Le ministère prévoit la mise en place de mesures de traçabilité, l'identification de l'utilisateur, l'horodatage et la nature de l'intervention étant conservées. Les incidents informatiques font également l'objet d'une journalisation. La commission recommande la mise en place de procédures d'analyse de ces traces pour identifier des accès frauduleux ou des utilisations abusives des données.
Des sauvegardes quotidiennes sont réalisées et stockées dans un endroit garantissant leur sécurité et leur disponibilité. Les données sont archivées à la fin de chaque session de recrutement.
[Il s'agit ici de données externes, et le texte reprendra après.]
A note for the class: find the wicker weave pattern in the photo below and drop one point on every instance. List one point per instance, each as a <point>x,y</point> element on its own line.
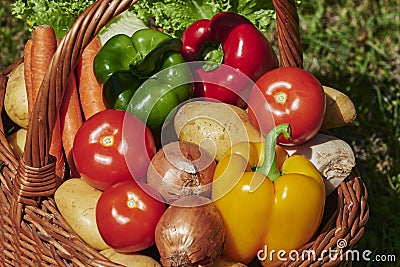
<point>33,232</point>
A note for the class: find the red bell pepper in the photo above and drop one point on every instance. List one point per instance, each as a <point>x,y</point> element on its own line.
<point>247,55</point>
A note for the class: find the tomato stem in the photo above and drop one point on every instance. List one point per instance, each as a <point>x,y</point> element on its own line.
<point>269,167</point>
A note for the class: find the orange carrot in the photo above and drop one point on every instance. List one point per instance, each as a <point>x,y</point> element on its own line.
<point>44,45</point>
<point>90,90</point>
<point>71,119</point>
<point>27,74</point>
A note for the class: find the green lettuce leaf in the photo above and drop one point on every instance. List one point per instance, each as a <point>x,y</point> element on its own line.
<point>176,15</point>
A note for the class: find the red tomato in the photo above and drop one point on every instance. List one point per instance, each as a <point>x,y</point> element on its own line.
<point>127,216</point>
<point>288,95</point>
<point>103,143</point>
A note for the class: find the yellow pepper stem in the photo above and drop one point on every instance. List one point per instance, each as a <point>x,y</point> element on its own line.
<point>269,167</point>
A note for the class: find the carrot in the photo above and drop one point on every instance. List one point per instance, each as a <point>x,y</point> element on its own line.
<point>90,90</point>
<point>27,74</point>
<point>44,45</point>
<point>71,119</point>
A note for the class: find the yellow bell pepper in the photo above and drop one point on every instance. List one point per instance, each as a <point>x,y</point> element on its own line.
<point>264,206</point>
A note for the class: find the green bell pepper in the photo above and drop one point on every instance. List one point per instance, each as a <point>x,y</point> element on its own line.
<point>144,74</point>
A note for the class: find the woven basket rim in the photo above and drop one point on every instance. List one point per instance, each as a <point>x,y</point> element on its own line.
<point>34,231</point>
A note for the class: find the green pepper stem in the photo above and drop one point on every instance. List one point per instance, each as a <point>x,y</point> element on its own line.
<point>269,166</point>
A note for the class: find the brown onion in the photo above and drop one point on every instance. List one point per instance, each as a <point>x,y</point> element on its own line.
<point>190,233</point>
<point>181,168</point>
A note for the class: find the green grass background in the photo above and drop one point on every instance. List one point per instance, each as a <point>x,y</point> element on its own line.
<point>354,47</point>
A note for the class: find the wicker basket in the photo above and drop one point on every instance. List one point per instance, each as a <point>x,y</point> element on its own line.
<point>33,233</point>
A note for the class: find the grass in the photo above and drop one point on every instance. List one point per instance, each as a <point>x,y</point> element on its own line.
<point>353,46</point>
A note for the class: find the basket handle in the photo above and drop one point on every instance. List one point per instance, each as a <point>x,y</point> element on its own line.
<point>36,173</point>
<point>290,51</point>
La commission rappelle que l'accès à ces données doit se faire selon des modalités spécifiques et que les archives obsolètes doivent être détruites de manière sécurisée.
Le ministère prévoit d'avoir recours à des sous-traitants pour la dématérialisation des copies et pour la maintenance des logiciels et équipements. A cet égard, la commission souligne l'importance de fixer contractuellement des objectifs de sécurité à tous les sous-traitants impliqués dans la mise en œuvre du traitement « OCEAN concours » et de s'assurer de l'effectivité des garanties offertes par ceux-ci au regard de la loi du 6 janvier 1978 modifiée.
Au regard de ces éléments, la commission estime que les mesures de sécurité décrites sont conformes à l'exigence de sécurité prévue par l'article 34 de la loi du 6 janvier 1978 modifiée. Elle rappelle néanmoins que cette obligation nécessite la mise à jour des mesures de sécurité au regard de la réévaluation régulière des risques.